Weiße Fahnen aus den Fenstern
Als die Wagen anhalten, werden überall weiße Betttücher zum Zeichen der kampflosen Übergabe aus den Fenstern gehängt. Mädchen überreichen den Soldaten Blumen. Die Bürger halten respektvoll Abstand zu den offenen Wagen. Schließlich fassen sich Berthold Spangenberg und Professor Goldaté ein Herz und nähern sich dem obersten US-Offizier. Die beiden erklärten Gegner des NS-Regimes, die in den ersten provisorischen und demokratischen Stadtverwaltungen noch große Rollen spielen sollten, zählen zu den wenigen, die sich auf Englisch verständigen können. Ein GI beseitigt mit einem Spaten an einer Bäckerei das Straßenschild „Adolf-Hitler-Straße“, die schon bald wieder ihren Namen „Hauptstraße“ zurückbekommen wird. Zwei Stunden später sind auch die amerikanischen Panzer da.
Soweit die Erinnerungen des Augenzeugen Berthold Spangenberg, die im Band „Politische Geschichte“ der 2019 herausgegebenen „Starnberger Stadtgeschichte“ zusammengefasst sind.
Anders als in vielen anderen Städten ging der Einmarsch der Amerikaner ohne Blutvergießen über die Bühne, ohne Starnberg in Schutt und Asche zu legen. Die letzten Stunden und Tage vor dem Zusammenbruch waren ein Kräftemessen zwischen Linientreuen, die die Stadt laut Führerbefehl verteidigen wollten und Einsichtigeren, die das zu verhindern wussten.
Ein Tag schreibt Geschichte
Dass in den letzten Tagen und Stunden nicht noch erbittert und sinnlos gekämpft wurde, ist vor allem dem damaligen Landrat Max Irlinger zu verdanken, der offiziell die Parole ausgegeben hatte, keinen Widerstand zu leisten. Auch der zur letzten Verteidigungsschlacht rekrutierte Volkssturm blieb daheim und die von oben angeordneten Panzersperren wurden im Schneckentempo errichtet. Hitlerjungen, die noch im letzten Moment zum Kämpfen geschickt werden sollten, wurden stattdessen an den Osterseen versteckt und Waffen und Munition im Wasser versenkt.
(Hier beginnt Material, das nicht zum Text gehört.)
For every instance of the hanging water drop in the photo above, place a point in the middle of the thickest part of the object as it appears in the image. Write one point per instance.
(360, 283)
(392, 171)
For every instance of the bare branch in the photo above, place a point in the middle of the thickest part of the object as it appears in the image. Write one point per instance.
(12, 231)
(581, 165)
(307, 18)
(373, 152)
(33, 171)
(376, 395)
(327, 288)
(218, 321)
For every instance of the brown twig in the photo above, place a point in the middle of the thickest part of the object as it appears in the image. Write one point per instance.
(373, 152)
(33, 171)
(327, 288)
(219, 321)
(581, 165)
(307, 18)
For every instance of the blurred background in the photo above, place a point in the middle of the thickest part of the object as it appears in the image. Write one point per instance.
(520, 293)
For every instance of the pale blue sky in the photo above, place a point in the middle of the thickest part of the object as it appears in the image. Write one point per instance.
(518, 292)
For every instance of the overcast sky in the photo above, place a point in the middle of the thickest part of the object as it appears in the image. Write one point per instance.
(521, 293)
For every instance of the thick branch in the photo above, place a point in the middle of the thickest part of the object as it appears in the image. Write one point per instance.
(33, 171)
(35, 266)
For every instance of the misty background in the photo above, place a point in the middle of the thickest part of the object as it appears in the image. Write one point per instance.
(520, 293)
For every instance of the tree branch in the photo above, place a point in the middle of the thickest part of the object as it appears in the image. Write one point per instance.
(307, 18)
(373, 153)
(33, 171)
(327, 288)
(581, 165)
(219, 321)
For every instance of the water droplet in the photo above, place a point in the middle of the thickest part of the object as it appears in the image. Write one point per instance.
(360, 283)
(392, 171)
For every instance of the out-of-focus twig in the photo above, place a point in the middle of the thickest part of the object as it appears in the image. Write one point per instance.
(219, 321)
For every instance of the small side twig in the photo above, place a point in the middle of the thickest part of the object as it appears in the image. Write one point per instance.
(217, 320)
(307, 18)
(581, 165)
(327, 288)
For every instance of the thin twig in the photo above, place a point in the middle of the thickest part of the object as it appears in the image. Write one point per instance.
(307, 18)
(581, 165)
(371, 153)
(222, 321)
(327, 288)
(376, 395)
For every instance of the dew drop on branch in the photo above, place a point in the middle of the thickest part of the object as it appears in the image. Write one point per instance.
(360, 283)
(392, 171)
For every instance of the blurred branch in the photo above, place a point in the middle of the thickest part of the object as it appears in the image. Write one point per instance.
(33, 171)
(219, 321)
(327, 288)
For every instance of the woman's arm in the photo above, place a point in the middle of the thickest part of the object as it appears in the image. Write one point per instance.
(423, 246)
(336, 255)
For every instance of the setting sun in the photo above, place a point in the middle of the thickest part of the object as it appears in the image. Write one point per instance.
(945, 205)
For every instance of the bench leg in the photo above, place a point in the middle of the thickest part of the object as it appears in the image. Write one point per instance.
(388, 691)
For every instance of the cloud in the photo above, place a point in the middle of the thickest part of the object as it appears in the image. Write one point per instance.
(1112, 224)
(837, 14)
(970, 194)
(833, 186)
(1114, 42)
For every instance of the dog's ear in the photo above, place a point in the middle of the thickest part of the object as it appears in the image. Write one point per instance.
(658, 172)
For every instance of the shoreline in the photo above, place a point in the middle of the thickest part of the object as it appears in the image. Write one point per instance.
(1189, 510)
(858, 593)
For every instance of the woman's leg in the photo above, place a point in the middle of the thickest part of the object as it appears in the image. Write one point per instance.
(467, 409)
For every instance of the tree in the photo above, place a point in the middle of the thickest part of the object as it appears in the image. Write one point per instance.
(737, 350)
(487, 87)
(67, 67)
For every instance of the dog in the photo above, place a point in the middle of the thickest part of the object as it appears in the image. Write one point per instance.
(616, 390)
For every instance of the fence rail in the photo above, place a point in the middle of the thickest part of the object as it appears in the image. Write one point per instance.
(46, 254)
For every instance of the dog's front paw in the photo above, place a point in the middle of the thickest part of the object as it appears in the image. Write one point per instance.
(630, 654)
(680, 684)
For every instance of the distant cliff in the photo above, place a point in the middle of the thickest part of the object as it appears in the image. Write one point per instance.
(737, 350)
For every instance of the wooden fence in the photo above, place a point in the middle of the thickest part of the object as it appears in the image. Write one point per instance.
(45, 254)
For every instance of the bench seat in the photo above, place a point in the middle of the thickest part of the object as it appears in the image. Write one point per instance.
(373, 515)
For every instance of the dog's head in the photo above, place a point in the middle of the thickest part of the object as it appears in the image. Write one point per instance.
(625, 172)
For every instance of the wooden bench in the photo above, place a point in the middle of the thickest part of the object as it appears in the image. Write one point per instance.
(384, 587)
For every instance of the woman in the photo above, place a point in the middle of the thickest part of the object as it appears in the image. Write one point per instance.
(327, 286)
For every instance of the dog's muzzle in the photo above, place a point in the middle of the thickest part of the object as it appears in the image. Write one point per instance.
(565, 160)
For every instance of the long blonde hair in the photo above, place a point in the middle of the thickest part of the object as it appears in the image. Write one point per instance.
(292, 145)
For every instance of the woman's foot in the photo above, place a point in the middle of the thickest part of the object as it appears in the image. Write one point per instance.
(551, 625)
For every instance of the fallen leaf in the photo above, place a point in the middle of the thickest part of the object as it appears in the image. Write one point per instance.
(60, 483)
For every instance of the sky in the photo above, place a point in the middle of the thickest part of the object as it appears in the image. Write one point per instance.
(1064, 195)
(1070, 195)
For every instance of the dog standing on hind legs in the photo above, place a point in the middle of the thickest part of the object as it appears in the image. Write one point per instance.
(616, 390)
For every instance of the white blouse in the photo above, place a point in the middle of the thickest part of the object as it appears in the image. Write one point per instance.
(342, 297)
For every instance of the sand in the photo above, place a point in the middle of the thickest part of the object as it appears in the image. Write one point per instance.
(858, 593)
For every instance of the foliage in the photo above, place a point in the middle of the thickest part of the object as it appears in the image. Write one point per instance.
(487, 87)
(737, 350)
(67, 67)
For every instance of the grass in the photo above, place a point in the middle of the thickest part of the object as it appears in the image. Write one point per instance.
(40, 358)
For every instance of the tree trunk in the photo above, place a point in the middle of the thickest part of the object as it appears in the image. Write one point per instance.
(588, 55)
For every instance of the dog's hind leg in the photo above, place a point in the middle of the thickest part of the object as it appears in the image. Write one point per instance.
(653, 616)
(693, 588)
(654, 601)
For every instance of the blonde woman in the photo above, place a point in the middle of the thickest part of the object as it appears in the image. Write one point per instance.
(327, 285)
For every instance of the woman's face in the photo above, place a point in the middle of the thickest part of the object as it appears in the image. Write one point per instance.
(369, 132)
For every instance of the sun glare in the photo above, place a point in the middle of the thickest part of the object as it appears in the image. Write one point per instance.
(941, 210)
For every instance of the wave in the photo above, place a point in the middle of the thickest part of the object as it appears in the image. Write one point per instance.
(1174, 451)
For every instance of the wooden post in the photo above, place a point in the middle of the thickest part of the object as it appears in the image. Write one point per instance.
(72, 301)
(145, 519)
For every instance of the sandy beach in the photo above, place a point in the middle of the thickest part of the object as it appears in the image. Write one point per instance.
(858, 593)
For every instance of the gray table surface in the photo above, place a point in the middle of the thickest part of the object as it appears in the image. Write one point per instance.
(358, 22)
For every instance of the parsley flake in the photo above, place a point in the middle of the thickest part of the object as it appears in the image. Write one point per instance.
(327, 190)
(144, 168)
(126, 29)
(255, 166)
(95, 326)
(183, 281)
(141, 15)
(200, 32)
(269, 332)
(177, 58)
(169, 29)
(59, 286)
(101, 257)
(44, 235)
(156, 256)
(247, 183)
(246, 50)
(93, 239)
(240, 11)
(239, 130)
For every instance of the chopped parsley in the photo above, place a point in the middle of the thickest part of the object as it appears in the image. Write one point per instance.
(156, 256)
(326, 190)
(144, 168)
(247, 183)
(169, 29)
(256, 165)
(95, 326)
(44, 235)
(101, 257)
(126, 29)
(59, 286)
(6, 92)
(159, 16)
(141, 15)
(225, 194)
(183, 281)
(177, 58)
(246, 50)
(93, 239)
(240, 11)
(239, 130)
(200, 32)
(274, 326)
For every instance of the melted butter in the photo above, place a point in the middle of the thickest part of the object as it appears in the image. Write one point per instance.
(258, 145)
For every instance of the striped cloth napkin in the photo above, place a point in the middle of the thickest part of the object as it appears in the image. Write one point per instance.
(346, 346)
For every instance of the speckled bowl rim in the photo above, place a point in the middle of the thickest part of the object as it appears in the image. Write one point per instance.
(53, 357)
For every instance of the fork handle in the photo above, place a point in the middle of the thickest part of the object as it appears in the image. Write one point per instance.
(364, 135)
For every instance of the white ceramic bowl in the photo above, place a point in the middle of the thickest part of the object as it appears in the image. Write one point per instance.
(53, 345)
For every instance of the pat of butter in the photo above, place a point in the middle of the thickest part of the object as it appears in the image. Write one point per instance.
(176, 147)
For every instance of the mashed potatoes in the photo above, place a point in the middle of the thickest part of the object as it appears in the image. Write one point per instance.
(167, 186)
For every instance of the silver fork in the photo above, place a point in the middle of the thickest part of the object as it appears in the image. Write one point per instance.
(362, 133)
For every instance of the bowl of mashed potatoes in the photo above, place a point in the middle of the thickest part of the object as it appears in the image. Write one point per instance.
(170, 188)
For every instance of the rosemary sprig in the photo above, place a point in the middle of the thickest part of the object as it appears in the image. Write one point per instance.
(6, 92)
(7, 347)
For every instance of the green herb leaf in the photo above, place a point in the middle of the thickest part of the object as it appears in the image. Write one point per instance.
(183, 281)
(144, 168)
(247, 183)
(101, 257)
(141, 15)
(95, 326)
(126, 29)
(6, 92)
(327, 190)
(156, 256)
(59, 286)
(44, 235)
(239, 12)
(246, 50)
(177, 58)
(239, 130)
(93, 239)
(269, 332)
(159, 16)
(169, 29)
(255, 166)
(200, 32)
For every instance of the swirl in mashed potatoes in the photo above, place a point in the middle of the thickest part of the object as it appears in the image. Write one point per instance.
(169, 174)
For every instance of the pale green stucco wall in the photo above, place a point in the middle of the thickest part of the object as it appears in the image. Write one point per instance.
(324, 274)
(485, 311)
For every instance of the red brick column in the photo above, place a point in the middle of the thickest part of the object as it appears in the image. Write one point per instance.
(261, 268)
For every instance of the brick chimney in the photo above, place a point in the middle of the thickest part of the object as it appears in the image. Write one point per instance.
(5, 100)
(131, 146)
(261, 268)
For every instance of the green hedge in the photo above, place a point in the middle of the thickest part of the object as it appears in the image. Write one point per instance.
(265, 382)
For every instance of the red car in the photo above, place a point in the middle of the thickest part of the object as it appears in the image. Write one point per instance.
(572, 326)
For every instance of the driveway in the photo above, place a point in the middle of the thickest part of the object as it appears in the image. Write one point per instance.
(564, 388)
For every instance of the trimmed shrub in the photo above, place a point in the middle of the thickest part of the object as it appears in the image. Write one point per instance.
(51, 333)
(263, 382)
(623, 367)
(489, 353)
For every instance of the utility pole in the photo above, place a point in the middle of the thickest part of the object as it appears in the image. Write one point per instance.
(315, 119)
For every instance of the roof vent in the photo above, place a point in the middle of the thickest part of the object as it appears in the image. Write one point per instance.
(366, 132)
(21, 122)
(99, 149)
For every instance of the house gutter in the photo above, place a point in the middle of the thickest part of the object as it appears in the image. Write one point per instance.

Selbst mit dem Ende des Krieges vor Augen blieben das todesmutige Aktionen, bei denen man wegen Wehrkraftzersetzung damit rechnen musste, sofort an die Wand gestellt zu werden. Wer zu früh das Bettlaken raushängte, lebte gefährlich: Himmlers „Flaggenbefehl“ vom 2. April 1945 ordnete die Erschießung aller männlichen Bewohner eines Hauses an, das eine weiße Flagge zeigte. Landrat Irlinger hatte sich allerdings mit dem Polizeichef abgesprochen, es nicht soweit kommen zu lassen.
Aber es gab auch bis zum Schluss Verblendete, wie die „Starnberger Stadtgeschichte“ aufgeschrieben hat. So soll eine „Werwolf“-Führerin Bewohner in der Hanfelder Straße veranlasst haben, Kessel mit kochendem Wasser bereitzuhalten, die sie von oben auf die Panzer gießen sollten. Und noch wenige Minuten vor dem Einmarsch der GIs jagten Pioniere der Waffen-SS die Würmbrücke in Percha in die Luft.
Die ersten Wochen unter amerikanischer Besatzung waren schwierig für die Starnberger Bevölkerung. Die Ausgangszeit war nur von 6 Uhr morgens bis 18 Uhr, die Stadt durfte über einen Umkreis von sechs Kilometern hinaus nicht verlassen werden, Menschenansammlungen waren verboten. Die Post ging nicht, der Bahnverkehr war unterbrochen, die Versorgungslage schlecht. Die Brotration belief sich auf 70 Gramm täglich – kaum mehr als eine Semmel.